National Oceanic and Atmospheric Administration (NOAA)
WIth Norman A. Phillips, for their major contributions to the prediction of weather and climate using numerical methods. Their seminal and pioneering studies led to the first computer models of weather and climate, as well as to an understanding of the general circulation of the atmosphere, including the transports of heat and moisture that determine the Earth's climate. In addition, Smagorinsky played a leading role in establishing the current global observational network for the atmosphere, and Phillips' leadership fostered the development of effective methods for the use of observations in data assimilation systems.
Building on Phillips' low-resolution model, Joseph Smagorinsky soon developed even more sophisticated and successful models.
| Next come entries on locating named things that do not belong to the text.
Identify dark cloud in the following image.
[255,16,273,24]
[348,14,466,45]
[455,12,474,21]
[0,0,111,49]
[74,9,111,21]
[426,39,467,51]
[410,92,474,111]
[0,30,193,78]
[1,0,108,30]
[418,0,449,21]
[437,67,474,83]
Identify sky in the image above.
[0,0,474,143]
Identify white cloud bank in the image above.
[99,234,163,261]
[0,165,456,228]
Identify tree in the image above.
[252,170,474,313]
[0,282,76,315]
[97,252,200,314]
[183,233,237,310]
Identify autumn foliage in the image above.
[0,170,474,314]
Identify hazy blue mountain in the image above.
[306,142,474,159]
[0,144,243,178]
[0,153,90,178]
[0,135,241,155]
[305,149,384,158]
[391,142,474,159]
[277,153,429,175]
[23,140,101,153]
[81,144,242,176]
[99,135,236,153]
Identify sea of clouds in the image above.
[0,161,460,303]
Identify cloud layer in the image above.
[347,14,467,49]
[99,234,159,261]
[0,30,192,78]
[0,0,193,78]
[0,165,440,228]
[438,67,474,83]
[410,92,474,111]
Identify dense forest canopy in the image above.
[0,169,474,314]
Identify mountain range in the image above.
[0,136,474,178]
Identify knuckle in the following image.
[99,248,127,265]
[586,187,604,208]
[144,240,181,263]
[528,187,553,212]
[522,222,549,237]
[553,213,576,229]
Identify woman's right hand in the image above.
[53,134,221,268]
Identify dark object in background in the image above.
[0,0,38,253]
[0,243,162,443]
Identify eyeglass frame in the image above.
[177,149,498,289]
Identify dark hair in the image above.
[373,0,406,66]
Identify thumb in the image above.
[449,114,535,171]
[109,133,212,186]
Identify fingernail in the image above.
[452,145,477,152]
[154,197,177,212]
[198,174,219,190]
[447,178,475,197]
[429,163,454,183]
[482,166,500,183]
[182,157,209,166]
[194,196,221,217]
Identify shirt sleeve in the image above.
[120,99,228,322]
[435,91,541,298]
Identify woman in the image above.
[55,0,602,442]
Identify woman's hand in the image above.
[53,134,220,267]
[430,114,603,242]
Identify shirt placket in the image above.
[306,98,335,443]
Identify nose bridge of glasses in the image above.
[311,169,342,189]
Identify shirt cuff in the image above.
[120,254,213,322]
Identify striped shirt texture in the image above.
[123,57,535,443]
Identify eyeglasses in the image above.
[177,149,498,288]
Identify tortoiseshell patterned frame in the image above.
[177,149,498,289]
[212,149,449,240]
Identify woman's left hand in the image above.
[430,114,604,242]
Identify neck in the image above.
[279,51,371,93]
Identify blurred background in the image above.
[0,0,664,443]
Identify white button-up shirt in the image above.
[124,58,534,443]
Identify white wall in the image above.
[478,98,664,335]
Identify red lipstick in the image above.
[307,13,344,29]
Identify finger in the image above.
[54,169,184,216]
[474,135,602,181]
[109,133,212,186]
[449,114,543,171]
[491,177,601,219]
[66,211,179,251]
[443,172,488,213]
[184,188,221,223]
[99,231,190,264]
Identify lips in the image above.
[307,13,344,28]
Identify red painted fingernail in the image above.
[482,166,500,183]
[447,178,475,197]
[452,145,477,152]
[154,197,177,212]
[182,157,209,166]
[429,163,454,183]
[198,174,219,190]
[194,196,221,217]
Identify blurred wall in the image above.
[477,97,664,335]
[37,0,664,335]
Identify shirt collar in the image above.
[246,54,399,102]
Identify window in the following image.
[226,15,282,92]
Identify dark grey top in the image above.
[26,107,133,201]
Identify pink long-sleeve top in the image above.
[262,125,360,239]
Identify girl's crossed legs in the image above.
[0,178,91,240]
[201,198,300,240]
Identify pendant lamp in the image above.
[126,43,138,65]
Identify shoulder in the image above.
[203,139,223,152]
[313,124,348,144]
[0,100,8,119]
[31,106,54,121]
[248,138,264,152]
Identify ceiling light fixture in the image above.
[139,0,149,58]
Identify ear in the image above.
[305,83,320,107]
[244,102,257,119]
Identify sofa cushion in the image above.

He then pursued building institutional structures that foster "orchestrated" team efforts to obtain new, previously unobtainable results.
Smagorinsky also played a leading role in the planning and execution of several international observational and modeling projects, collectively known as the Global Atmospheric Research Program, coordinated by the World Meteorological Organization, an agency of the United Nations, and the International Council of Scientific Union.
Between 1947 and 1953, Smagorinsky earned a B.S., M.S. and a Ph.D. in meteorology at New York University. He was a member of the Presidential Scientific Advisory Committee Panel on Pollution and the National Research Council, Committee on Atmospheric Science and is a member of the American Meteorological Society.